Toen ze dit hoorden, verhieven ze eenparig hun stem tot God, en zeiden: Gij Heer, Schepper van hemel en aarde en zee, en van al wat erin is:
25 Die door den mond van David Uw knecht, gezegd hebt: Waarom woeden de heidenen, en hebben de volken ijdele dingen bedacht?
Gij zijt het, die in den Heiligen Geest door de mond van onzen vader David, uw dienaar, gezegd hebt "Waarom razen de volken, Bluffen de naties,
26 De koningen der aarde zijn te zamen opgestaan, en de oversten zijn bijeenvergaderd tegen den Heere, en tegen Zijn Gezalfde.
Komen de koningen der aarde bijeen, Spannen de vorsten samen tegen den Heer en zijn Christus?"
27 Want in der waarheid zijn vergaderd tegen Uw heilig Kind Jezus, Welken Gij gezalfd hebt, beiden Herodes en Pontius Pilatus, met de heidenen en de volken Israels;
Waarachtig, ze hebben in deze stad samengespannen tegen Jesus, uw heiligen Dienaar, dien Gij gezalfd hebt: Herodes en Póntius Pilatus met de heidenen en de stammen van Israël:
28 Om te doen al wat Uw hand en Uw raad te voren bepaald had, dat geschieden zou.
om te voltrekken wat uw hand en uw raadsbesluit vooruit had beschikt.
29 En nu dan, Heere, zie op hun dreigingen, en geef Uw dienstknechten met alle vrijmoedigheid Uw woord te spreken;
Nu dan Heer, houd hun bedreiging in het oog, en verleen aan uw dienaars, om met alle vrijmoedigheid uw woord te spreken:
30 Daarin, dat Gij Uw hand uitstrekt tot genezing, en dat tekenen en wonderen geschieden door den Naam van Uw heilig Kind Jezus.
door uw hand uit te strekken tot genezing, tot tekenen en wonderen, door de naam van Jesus, uw heiligen Dienaar.
31 En als zij gebeden hadden, werd de plaats, in welke zij vergaderd waren, bewogen.

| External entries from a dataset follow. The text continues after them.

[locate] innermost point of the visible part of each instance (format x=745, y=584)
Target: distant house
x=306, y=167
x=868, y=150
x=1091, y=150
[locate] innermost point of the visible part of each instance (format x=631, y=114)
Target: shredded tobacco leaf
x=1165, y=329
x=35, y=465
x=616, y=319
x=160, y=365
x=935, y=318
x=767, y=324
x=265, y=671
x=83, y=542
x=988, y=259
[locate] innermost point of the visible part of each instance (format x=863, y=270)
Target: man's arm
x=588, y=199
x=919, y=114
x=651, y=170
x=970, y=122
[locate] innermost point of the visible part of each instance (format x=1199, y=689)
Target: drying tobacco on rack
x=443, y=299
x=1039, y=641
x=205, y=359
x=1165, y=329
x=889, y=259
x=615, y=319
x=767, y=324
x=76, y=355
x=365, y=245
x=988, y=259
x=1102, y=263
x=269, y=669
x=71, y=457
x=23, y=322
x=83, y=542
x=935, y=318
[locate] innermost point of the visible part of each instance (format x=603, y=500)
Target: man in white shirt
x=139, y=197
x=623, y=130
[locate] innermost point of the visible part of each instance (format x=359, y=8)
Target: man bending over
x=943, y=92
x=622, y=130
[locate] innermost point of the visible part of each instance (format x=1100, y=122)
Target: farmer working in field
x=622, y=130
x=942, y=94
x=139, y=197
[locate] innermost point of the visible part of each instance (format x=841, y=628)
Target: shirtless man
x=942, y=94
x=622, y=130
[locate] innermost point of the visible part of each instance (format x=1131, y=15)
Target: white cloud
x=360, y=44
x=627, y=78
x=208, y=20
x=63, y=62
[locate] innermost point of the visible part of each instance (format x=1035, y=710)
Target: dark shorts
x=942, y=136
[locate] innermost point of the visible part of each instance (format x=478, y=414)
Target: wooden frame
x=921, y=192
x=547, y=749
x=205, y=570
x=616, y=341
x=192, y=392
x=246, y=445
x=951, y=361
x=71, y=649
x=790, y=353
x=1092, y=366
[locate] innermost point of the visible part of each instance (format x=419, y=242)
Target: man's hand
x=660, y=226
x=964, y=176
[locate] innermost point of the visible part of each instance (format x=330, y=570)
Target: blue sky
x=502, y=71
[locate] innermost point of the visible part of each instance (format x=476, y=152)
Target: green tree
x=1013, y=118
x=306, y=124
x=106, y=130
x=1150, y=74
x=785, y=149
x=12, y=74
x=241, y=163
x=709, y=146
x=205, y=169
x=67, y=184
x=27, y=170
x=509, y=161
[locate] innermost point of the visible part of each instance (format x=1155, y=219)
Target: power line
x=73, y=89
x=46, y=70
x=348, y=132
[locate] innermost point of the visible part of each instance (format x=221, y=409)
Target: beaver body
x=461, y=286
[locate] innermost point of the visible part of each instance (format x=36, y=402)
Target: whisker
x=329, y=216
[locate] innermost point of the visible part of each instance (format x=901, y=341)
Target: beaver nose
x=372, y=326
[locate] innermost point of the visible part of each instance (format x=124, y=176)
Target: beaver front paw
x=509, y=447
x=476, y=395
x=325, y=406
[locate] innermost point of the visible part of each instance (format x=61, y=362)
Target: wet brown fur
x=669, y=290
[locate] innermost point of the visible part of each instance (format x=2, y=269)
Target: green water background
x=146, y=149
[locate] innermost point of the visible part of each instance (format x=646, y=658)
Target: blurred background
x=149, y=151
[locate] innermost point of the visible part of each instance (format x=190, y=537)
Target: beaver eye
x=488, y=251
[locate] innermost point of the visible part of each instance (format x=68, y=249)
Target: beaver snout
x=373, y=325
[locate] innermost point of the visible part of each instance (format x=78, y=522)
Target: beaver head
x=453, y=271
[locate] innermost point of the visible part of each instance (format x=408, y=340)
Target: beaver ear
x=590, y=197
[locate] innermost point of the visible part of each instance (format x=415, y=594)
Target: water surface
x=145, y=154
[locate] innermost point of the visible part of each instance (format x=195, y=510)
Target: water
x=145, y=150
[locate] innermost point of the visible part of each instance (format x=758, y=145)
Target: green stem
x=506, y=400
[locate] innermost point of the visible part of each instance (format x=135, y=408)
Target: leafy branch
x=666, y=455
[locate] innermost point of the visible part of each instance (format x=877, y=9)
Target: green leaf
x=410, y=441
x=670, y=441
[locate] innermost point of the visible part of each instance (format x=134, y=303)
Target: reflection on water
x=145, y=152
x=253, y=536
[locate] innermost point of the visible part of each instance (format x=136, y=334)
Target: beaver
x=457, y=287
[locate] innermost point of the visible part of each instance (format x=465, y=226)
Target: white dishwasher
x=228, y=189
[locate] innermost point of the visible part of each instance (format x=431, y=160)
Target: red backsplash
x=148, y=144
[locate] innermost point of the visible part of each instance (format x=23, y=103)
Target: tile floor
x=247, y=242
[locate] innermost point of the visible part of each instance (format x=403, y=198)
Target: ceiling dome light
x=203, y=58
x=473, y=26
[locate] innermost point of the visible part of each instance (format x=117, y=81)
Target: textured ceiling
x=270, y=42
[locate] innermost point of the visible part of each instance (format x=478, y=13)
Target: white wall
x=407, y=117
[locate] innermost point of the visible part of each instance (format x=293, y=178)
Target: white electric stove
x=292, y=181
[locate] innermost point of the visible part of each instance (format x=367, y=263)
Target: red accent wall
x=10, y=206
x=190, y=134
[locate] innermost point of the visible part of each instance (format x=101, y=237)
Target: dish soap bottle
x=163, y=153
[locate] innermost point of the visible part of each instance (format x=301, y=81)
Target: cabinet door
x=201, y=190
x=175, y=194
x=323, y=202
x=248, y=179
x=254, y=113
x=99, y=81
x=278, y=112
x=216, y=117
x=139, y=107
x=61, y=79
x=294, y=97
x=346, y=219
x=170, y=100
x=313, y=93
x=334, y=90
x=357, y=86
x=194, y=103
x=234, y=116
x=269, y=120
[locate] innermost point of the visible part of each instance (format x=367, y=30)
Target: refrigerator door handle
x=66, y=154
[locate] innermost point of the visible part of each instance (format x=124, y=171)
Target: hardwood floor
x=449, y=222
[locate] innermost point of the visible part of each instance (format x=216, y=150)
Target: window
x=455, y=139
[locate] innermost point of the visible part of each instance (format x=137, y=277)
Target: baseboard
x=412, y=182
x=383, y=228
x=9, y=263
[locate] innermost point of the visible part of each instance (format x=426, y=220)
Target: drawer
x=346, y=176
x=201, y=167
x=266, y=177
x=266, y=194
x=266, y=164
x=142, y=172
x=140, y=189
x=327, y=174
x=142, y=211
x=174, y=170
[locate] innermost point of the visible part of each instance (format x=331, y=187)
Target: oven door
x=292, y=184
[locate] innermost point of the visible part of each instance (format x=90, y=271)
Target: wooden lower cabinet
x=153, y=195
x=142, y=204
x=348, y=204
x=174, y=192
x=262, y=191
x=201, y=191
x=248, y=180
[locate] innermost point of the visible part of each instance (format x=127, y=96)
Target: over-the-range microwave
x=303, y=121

En zij werden allen vervuld met den Heiligen Geest, en spraken het Woord Gods met vrijmoedigheid.
Na hun gebed trilde de plaats, waar ze waren vergaderd; allen werden vervuld van den Heiligen Geest, en spraken vrijmoedig Gods woord.
32 En de menigte van degenen, die geloofden, was een hart en een ziel; en niemand zeide, dat iets van hetgeen hij had, zijn eigen ware, maar alle dingen waren hun gemeen.
De groep van gelovigen was één van hart en ziel; er was er niet één, die iets van het zijne zijn eigendom noemde, maar ze hadden alles gemeen
33 En de apostelen gaven met grote kracht getuigenis van de opstanding van den Heere Jezus; en er was grote genade over hen allen.
Met grote kracht legden de apostelen getuigenis af van de verrijzenis van Jesus, den Heer, en aan allen werd grote genade geschonken.
34 Want er was ook niemand onder hen, die gebrek had; want zovelen als er bezitters waren van landen of huizen, die verkochten zij, en brachten den prijs der verkochte goederen, en legden dien aan de voeten der apostelen.
Er was inderdaad geen enkele noodlijdende onder hen. Want allen, die landerijen of huizen bezaten, verkochten ze, brachten de opbrengst mee,
35 En aan een iegelijk werd uitgedeeld, naar dat elk van node had.
en legden die voor de voeten der apostelen neer; dan werd er uitgedeeld naar ieders behoefte.
36 En Joses, van de apostelen toegenaamd Barnabas (hetwelk is, overgezet zijnde, een zoon der vertroosting), een Leviet, van geboorte uit Cyprus,
Zo was er een zekere Josef, door de apostelen Bárnabas (dat is: zoon van vertroosting) geheten, een leviet, van Cyprus afkomstig;
37 Alzo hij een akker had, verkocht dien, en bracht het geld, en legde het aan de voeten der apostelen.
hij bezat een stuk land, verkocht het, bracht het geld mee, en legde het voor de voeten der apostelen neer.